UnU: How to Find the Time to Write
- Aaron Loguercio
- Apr 23
- 3 min read
“I just don’t have time to write.” so let's figure this out.
No time to write is one of the most common reasons people give, and it makes sense. You’ve got school, work, responsibilities, social life, and a hundred other things competing for your schedule. Writing feels like something you’ll get to later, when things calm down. But here’s the problem: things don’t calm down. Life doesn’t suddenly create space for writing. If anything, it gets busier. So if you’re waiting to “find time,” you’ll be waiting a long time.
The truth is, most people don’t actually need more time. They need a different approach to how they use the time they already have. Because writing doesn’t require hours of uninterrupted focus. It just requires consistency. And consistency comes from making writing smaller, simpler, and easier to start.
One of the biggest mistakes writers make is treating writing like a big event. They think they need a perfect setup a quiet environment, a clear schedule, the right mindset. And if those things aren’t there, they don’t write at all. But writing doesn’t have to be a big production. It can exist in small pockets of your day. Ten minutes in the morning then fifteen minutes at night. A quick session between classes or during a break. Those small sessions add up faster than you think, and more importantly, they keep you connected to your work.
Another issue is how we prioritize our time. Most people say they don’t have time to write, but they spend hours scrolling, watching videos, or doing things that don’t actually matter to them long-term. That’s not a judgment, it’s just reality. Time isn’t always the problem, it is usually awareness. When you start noticing where your time actually goes, you’ll realize that writing doesn’t need to replace everything. It just needs to replace something.
It also helps to remove the pressure of long writing sessions. If you tell yourself you need to write for an hour, it’s easy to put it off. But if you tell yourself you’re writing for ten minutes, it becomes manageable. Anyone can sit down and write for ten minutes. And once you start, you’ll often go longer anyway. The hardest part isn’t writing it’s starting. So your goal shouldn’t be to write a lot. It should be to start more often.
Another powerful shift is to attach writing to something you already do. This is called habit stacking. For example, write immediately after your morning coffee. Or before you go to bed. When writing becomes part of an existing routine, it stops feeling like something extra you have to fit in. It becomes something that naturally happens as part of your day.
Finally, you have to be honest with yourself about what writing means to you.
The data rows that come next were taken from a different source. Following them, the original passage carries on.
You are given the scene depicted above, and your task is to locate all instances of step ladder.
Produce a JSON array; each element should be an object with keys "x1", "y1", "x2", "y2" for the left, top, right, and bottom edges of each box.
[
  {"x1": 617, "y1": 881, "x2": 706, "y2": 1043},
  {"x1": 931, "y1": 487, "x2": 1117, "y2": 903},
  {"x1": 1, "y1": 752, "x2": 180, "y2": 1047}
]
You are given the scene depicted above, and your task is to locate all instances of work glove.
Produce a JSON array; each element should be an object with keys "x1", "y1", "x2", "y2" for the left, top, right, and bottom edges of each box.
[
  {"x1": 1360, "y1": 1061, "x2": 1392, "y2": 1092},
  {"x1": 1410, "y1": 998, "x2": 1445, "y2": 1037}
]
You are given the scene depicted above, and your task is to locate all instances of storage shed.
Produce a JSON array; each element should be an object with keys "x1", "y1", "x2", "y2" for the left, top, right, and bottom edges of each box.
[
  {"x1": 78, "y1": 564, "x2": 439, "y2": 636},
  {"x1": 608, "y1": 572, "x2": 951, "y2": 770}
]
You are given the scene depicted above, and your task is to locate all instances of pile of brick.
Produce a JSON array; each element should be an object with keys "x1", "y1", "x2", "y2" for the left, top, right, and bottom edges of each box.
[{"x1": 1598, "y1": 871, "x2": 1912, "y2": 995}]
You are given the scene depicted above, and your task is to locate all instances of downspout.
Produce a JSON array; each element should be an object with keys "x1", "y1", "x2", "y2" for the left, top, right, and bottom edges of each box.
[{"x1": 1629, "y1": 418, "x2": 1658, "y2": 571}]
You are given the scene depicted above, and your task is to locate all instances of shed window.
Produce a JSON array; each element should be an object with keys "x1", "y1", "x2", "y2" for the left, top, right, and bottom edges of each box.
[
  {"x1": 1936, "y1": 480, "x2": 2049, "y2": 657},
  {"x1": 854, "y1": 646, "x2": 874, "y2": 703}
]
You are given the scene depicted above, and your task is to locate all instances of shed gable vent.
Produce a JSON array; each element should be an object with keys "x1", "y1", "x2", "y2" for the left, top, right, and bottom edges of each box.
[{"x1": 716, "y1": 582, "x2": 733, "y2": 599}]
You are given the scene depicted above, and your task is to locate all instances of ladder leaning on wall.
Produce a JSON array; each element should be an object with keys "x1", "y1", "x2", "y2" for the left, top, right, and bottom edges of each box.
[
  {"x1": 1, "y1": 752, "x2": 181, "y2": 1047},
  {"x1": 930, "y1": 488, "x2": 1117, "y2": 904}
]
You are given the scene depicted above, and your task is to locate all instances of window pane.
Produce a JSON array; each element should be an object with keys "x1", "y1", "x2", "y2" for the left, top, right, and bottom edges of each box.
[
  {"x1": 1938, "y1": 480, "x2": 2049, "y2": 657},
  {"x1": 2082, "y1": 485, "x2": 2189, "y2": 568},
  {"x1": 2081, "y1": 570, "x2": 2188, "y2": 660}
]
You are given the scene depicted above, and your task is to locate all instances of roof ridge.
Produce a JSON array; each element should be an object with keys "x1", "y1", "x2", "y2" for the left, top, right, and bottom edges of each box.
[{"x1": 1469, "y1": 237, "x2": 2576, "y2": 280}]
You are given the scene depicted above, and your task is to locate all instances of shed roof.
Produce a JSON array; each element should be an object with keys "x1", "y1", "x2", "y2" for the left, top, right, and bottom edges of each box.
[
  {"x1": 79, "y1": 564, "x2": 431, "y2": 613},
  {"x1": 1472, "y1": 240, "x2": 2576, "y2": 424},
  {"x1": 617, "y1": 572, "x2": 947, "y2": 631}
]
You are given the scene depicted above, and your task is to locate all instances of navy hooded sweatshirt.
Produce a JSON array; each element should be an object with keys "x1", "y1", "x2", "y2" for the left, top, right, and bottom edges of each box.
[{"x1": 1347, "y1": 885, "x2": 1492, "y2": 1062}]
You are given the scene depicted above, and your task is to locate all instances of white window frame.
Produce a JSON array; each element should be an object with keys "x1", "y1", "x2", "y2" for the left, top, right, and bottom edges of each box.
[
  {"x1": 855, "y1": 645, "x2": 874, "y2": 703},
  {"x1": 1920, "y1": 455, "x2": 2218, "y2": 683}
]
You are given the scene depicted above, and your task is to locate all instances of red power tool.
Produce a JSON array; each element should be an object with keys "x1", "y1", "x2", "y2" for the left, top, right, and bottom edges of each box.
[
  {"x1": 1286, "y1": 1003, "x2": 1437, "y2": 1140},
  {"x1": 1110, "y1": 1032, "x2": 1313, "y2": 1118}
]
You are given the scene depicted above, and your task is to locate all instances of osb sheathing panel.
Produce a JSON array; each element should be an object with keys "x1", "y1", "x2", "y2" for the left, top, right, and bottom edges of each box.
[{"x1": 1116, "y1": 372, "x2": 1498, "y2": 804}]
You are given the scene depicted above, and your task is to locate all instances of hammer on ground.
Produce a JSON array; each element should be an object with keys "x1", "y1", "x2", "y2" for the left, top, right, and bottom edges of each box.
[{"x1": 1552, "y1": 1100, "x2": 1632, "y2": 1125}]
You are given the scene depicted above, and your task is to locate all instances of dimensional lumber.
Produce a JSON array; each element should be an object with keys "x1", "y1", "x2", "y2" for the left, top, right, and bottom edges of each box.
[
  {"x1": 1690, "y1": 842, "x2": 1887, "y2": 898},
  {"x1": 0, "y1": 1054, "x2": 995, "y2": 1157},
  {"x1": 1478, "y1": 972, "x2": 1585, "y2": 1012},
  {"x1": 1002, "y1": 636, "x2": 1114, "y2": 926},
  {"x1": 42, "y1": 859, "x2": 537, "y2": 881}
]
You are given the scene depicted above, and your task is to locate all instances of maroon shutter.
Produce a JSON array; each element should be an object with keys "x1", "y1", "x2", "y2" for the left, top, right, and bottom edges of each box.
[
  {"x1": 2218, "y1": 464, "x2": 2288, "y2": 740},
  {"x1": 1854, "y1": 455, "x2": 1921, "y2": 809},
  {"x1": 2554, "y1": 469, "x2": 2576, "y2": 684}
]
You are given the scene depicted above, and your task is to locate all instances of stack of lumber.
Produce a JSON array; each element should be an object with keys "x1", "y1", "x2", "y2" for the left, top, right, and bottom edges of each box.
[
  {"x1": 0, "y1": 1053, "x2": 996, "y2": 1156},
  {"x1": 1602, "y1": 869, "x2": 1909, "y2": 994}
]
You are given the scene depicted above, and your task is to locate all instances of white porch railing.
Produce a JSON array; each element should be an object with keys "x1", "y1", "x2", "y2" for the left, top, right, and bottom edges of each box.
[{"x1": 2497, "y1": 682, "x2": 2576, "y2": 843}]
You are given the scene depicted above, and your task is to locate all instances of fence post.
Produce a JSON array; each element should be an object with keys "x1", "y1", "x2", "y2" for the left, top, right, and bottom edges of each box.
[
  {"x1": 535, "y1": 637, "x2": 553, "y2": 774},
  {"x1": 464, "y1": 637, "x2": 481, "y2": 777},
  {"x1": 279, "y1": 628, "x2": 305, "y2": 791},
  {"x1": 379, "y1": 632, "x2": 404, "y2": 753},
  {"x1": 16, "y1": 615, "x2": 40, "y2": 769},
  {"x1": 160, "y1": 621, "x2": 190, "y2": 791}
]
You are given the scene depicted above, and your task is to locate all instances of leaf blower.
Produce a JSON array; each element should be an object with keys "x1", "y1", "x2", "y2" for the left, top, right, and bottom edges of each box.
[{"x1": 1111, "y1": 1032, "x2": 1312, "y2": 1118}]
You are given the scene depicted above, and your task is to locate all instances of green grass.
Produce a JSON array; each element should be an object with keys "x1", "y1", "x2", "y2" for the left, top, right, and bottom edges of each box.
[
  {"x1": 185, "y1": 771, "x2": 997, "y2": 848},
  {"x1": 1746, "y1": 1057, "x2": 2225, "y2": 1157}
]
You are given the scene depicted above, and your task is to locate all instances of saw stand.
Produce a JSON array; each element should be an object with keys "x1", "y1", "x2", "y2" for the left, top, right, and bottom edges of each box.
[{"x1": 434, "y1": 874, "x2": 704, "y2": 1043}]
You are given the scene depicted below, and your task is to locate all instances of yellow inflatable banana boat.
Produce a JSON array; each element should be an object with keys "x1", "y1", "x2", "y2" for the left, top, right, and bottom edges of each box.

If writing is truly important, it has to show up in your schedule in some form, even if it is a small part of it. Not perfectly, not every single day, but consistently enough that you’re making progress. At the end of the day, finding time to write isn’t about waiting for the perfect moment. It’s about deciding that writing matters enough to give it a place in your life as it is right now. You don’t need more time, but a starting point, a clearer priority, and a willingness to begin before everything feels perfectly aligned. THAT is how you find the time.